By ALAN THATCHER
Outsider Mohamed Elshorbagy needs no extra motivation for the task that presents itself today in Manchester as he faces No.2 seed Gregory Gaultier in the semi-finals of the World Championship.
The hard-hitting 22-year-old can simply cast his mind back almost 12 months ago when he came desperately close to winning the event in Qatar.
He overcame James Willstrop in the semi-finals and produced a phenomenal performance against fellow Egyptian Ramy Ashour in the final.
Elshorbagy finally succumbed 11-8 in the fifth game after a battle lasting 90 minutes. Ashour knew he had enjoyed a lucky escape.

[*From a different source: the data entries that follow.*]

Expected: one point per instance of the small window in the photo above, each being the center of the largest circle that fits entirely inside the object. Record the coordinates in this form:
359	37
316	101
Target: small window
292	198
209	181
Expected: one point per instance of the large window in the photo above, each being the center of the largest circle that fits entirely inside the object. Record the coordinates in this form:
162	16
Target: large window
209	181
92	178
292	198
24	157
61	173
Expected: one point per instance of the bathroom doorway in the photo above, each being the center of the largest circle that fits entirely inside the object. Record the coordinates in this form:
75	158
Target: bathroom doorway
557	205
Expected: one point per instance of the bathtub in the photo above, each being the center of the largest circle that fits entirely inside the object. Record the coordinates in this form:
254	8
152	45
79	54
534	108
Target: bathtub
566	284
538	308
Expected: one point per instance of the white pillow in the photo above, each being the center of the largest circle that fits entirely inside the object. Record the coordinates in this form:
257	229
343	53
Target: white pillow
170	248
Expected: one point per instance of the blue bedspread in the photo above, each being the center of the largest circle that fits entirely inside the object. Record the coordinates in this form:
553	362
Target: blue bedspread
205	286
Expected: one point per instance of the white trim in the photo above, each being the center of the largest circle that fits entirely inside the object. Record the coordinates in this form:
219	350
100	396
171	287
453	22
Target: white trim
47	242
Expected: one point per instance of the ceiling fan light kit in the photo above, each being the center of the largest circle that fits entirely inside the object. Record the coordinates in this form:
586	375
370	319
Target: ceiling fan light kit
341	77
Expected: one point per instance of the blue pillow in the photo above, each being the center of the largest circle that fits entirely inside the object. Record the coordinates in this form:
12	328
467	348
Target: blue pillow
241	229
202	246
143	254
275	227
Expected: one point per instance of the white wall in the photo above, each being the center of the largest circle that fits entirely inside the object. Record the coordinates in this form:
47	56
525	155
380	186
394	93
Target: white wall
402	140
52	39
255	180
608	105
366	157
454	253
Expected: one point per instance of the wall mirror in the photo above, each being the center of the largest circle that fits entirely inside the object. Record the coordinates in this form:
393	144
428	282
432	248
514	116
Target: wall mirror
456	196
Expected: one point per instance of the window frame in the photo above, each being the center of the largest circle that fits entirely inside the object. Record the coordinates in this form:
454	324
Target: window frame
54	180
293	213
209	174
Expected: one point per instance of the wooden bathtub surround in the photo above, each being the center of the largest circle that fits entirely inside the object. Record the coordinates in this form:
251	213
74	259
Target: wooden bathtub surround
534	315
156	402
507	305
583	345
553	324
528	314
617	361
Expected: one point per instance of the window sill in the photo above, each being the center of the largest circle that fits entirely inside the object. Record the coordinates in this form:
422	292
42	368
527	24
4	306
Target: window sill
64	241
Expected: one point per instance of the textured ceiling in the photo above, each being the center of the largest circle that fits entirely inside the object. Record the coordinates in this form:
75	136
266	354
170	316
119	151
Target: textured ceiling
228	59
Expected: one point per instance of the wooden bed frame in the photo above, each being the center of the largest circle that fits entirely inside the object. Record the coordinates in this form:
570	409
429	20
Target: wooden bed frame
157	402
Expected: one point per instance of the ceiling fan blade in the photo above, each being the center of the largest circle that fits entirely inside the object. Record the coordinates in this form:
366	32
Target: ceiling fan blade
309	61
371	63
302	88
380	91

Elshorbagy knew he could have won.
One year on, and with an extra 12 months of experience of competition at the highest level, No.6 seed Elshorbagy has the confidence to know he can do better.
A resurgent Gaultier stands in his way, with the Frenchman at the top of the game and finally delivering the level of squash we have all known he is capable of when he can avoid the mental stumbling blocks that have tripped him up too many times in big matches.
It should be a classic confrontation.
So should the second semi-final in the top half of the draw which pitches top seed Ashour against England’s Nick Matthew, who is guaranteed to enjoy massive home support.
At 33, Matthew knows there may not be many more big occasions like this and he is determined to make the most of it.
His supreme fitness, aggression and athleticism is still carrying him along, and he would love to become the man who ends Ashour’s 49-match unbeaten run.
Matthew was the last man to beat him, in the final of the 2012 British Open, and a repeat today would provide a fitting book-end to the rivalry between these two players.
Often, Matthew’s confrontations with Willstrop have dominated domestic headlines, but his performances against Ashour have usually provided the barometer of global control in the PSA rankings.
Ashour, like the equally mercurial Jonathan Power before him, is unpredictable. He has admitted this week that he is learning how to match Matthew’s professionalism and attention to training, but he is clearly struggling with injuries.
At the top of his game, he plays with a fearless, flamboyant style. With a ready grin, he seems to enjoy his role of Smiling Assassin.
Dealing with his own internal gremlins often seems to present more of a challenge than many he faces on court. But his fear of injury is the main reason for changing his smile to a frown.
Here in Manchester, however, he is left with two days of serious business if he is to retain his world title.
He will need to keep the gremlins under control if he is to weather the expected storm from a fired-up Matthew.
Two outstanding matches are in prospect.